I made the graphic here because my sister asked me to. I also made one with Sandy Berger in the middle. But no one got that. Have people forgotten who Sandy Berger even is? Am I the only one who remembers him stuffing secret documents into his pants and saying he "forgot" they were there during the Clinton administration? Oh America. Our collective memory will never forget Gangnam Style, but we forget ole pantsy Sandy. Anyway...
For those of you who know me, I live about 10 miles from the coast of Massachusetts, not too far from the Merrimack River. We breathlessly watched the forecast for Sandy as she trounced all over Cuba and Haiti making her way north. Last year we had a blizzard right before Halloween, so they were calling this storm the Frankenstorm because it could coincide with Halloween AND because it was going to meet up with arctic/cold air coming from the west and north. It had the potential, if it moved just right, to hit New England as a Nor'easter hitting an arctic front, and we'd be digging out from feet of snow, instead of the inches we had last year.
Well, Sandy banged a left and went into New Jersey. Walloping my beloved Manhattan, wrecking the Jersey Shore.
The irony of a storm called Sandy hitting the boardwalk of Atlantic City brought a smile to my inner Springsteen fan. I thought that was sort of fantastic.
I spent most of the day yesterday monitoring facebook, getting reports from friends who were watching waters rise all over Long Island, including my home town. Photos were streaming in. One friend had a tree land on his house, crash through his kitchen. He decided to get out of there before the next tree came down and once outside discovered transformers exploding all over the neighborhood as power lines cascaded with the trees.

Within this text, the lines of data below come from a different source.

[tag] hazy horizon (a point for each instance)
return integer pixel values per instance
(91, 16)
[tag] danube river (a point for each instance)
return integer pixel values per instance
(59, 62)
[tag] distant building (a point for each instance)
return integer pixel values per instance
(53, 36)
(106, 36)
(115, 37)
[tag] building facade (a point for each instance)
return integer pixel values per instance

My favorite area of Manhattan, the south end where Stone Street and all the Colonial buildings are, was flooded out. My heart breaks for that area. And for Breezy Point in Queens, which burned to the ground, losing 80 homes. It's ridiculously sad. With all that water surrounding, watching the buildings burn.

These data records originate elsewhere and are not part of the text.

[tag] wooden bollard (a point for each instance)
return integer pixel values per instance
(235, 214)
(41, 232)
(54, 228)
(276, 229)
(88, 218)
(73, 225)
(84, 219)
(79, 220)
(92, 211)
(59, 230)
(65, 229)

Nothing happened here. Our lawn chairs got blown over. Doug had a frustrating day because he got an email saying he was an "essential employee" and that he had to come into work. He locked his keys in the car in the parking garage at the train station. He got to his office, and after working for a few minutes got word that the MBTA was going to be shutting down train service at 2pm, so he had to basically prepare to get the 1pm train home. I looked for his extra set of keys, couldn't find them, went and picked him up where I sat in the train station for over an hour waiting... there was a phone poll across the tracks a half mile south of the station and they sat there waiting for a crew to come move it. Eventually, they got buses to come and transport everyone to their stations. He said he could have walked it and we would have been home hours earlier.
That was the only problem with the storm, Doug being inconvenienced.

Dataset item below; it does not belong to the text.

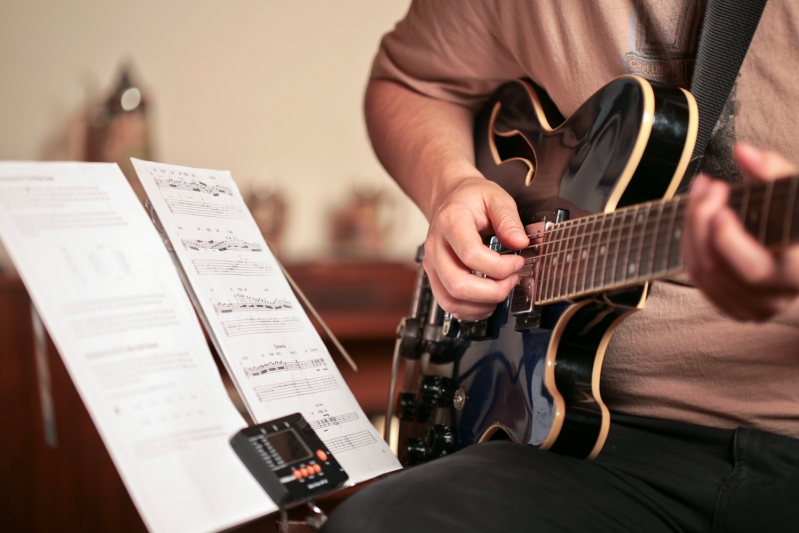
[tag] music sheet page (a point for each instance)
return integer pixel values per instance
(109, 295)
(272, 350)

Which is a blessing. It was nice when all of us were home together eating dinner and watching Netflix. Our tv and internet never failed. In fact, our whole town lost power in very few spotty places. We were incredibly lucky.
Geoff had 2 days off of school. He used yesterday to clean in the "man cave" and rearrange his drum set. Today we washed the dogs, and now I need to clean the bathroom as a result. Stupid dogs. Stupid wet shaking all over the place dogs.
If you got hit hard, my heart to you. My sister and Ronnie are surrounded by down trees and power lines. But they have friends with power so they've got somewhere they can be. I'm glad the storm is over.
And now Halloween can happen tomorrow, without feet of snow.